Monday, September 17, 2012

Learning to Read

If you have a garden and a library,
 you have everything you need.

                                             — Marcus Tullius Cicero
 

When I think about learning to read, I remember skipping down the alley from my grand-father’s house on my first day of school. Now I would be a first grader — and first graders were taught to decipher the squiggly black marks on the pages. I was so excited! I endured months of See Mac run. See Dick run, See Jane run  and whatever Muff was doing — even though nobody talked that way. Nor was it how the stories went in the books I so treasured.

However, my learning to read began far earlier in my life. Not words, but with the visual images in picture books. I did not come from a family of readers and there were few books in our home. My parents were not readers. I never saw my father read anything but the weekly local paper. And my mother never read while I was growing up. She was too busy washing, ironing, and cooking — the things girls were supposed learn to do.

It was my grandfather, who regularly brought me to the town library even before I was old enough to go to school. Reading was important to him. He must have believed a library card was a passport to the world beyond our small town. He taught my grandmother to read before they married — she was indentured out at age eleven and never had a formal education. And I remember my grandfather drilling my brother on words hour after hour, because reading came hard for my brother.
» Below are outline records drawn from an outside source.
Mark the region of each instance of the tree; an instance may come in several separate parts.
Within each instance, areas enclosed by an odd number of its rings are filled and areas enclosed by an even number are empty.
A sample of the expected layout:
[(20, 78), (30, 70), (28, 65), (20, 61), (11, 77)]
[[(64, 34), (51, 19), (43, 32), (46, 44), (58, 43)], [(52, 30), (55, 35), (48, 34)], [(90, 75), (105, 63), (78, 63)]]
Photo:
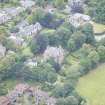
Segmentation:
[(65, 98), (59, 98), (57, 99), (56, 105), (66, 105), (66, 100)]
[(72, 13), (83, 13), (83, 1), (70, 0), (70, 8)]
[(98, 23), (105, 24), (105, 0), (90, 0), (91, 10), (90, 15), (94, 17)]
[(86, 43), (95, 44), (93, 26), (90, 23), (87, 23), (82, 27), (82, 32), (86, 36)]
[(71, 51), (77, 50), (86, 42), (86, 36), (80, 31), (74, 32), (68, 42)]
[(44, 17), (44, 15), (44, 11), (41, 8), (37, 8), (32, 14), (32, 24), (35, 24), (37, 21), (40, 21)]
[(74, 96), (68, 96), (66, 99), (66, 104), (65, 105), (78, 105), (79, 101), (76, 97)]
[(99, 54), (96, 51), (91, 51), (90, 54), (88, 55), (88, 58), (92, 61), (93, 66), (94, 64), (95, 65), (98, 64), (100, 60)]
[(73, 39), (69, 39), (67, 47), (68, 47), (69, 51), (75, 51), (76, 50), (76, 43), (75, 43), (75, 41)]
[(54, 0), (54, 5), (57, 8), (62, 8), (64, 6), (64, 0)]
[(31, 42), (31, 50), (34, 54), (42, 54), (44, 53), (47, 45), (48, 45), (47, 37), (39, 34)]
[(49, 72), (47, 79), (48, 79), (48, 82), (53, 84), (57, 80), (57, 74), (54, 72)]
[(99, 46), (97, 48), (98, 54), (100, 56), (101, 61), (105, 61), (105, 46)]

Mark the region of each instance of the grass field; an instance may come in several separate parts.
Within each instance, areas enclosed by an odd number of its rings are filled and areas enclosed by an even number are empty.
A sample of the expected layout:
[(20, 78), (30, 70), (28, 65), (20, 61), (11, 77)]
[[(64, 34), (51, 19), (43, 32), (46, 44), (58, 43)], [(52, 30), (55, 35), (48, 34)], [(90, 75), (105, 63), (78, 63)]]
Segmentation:
[(76, 90), (88, 105), (105, 105), (105, 64), (80, 78)]

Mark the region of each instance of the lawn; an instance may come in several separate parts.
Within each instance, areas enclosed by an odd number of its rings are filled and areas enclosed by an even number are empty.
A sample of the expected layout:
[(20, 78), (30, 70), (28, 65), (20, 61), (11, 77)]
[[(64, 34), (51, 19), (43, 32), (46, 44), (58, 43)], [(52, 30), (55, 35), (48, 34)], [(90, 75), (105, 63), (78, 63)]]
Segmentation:
[(80, 78), (76, 90), (88, 105), (105, 105), (105, 64)]
[(91, 24), (93, 25), (94, 33), (98, 34), (98, 33), (103, 33), (105, 31), (105, 25), (98, 24), (95, 22), (91, 22)]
My grandfather’s sole library was his Bible and a two volume set of Audubon Bird Guides. When the King James Bible was re-translated into the Revised Standard Version, my grandfather eagerly waited for his copy to arrive. He used to quote often mangled versions of Scripture to suit the occasion.  “There is no rest for the wicked” was a favorite saying of his.

He never checked books out from the library for himself, but he saw to it that I would come home each time with a new boxful of books. I would pour over their pictures and imagine what their stories were about. After I learned to read, my voracious appetite for books continued. To my parent’s credit as I grew older, I could read whatever I wanted to read — despite the town librarian trying to persuade them to stop me from checking out “adult books,” which I was reading by the time I was in seventh grade.

Even earlier than first grade, I learned to read people — their expressions and their moods. My “illiteracy” was no different from prehistoric people, who had no written language. Yet they communicated with each other. Ancient people wrote messages in the caves of France and South Africa or on rock walls in the Southwest.


 

 

[images from CONVERSATIONS • Images and Poetry,
my colleague-husband and my newest book, to be released the end of September.
The above photos were taken near Bryce Canyon National Park, Utah.] 

In northern Italy in a region called Valcamonica, is the world’s largest collection of petroglyphs in the world — including elaborate maps.  Just like thes early records of human communication, I continually used my crayons to draw what I saw in my mind.

These early people evolved into cultures that transmitted their stories from generation to generation — by repeating word for word what they had been taught by their ancestors. You were accepted as a story-teller when you could replicate tribal stories with infinite perfection. No changing one word of a story to suit your particular purpose for telling it, depending on what happened during your day!

The Hmong people are a contemporary example of the passage from an oral tradition to a written one. When they first fled from the hill-country of Southeast Asia to escape the wars raged by Cambodia and in Vietnam to Thailand refugee camps and then to this country, they had no written language. Since their arrival in this country, people painstakingly have  translated their words into written form. And their grandchildren have become poets and writers, telling their stories of the tension between the traditional ways and the contemporary culture in which they now live.

Americans who depend on written words are poor transmitters of oral stories! I remember teaching group processes to graduate students. One of the exercises I used was similar to the game of telephone, where a message is passed down a row of people. In the teaching exercise I used, everyone but two students left the room. One student read a short paragraph to the other student — about a farmer whose roof had blown down the road in a wind storm. The listener then brought another student into the room and related what he or she had heard.

The process was repeated, one student at a time, until everyone was back in the room. Then the paragraph was read aloud to everyone. The results were always hilarious — because the final story-telling would bear no resemblance to the original! Each person made omissions and additions so that they had a coherent story to repeat to the listener.

In this country with such an emphasis on literacy, it is not necessary to accurately preserve our stories orally — because we can read. And we have learned that our memories are not video camera vignettes, stored away intact. Rather, our “memories” shift and change over time, colored by past and current experiences.

Further, we have learned that people observing the same event (or reading the same words) remember very differently. It can be called the car-crash phenomena. Ask people who observe an accident at an intersection and you get as many versions of the event as there are witnesses. When a car ran a red light in front of my car, even the police officer, supposedly trained for some degree of accuracy, got the color of my car wrong. She said it was dark green — while my poor damaged car was a light mauve-grey.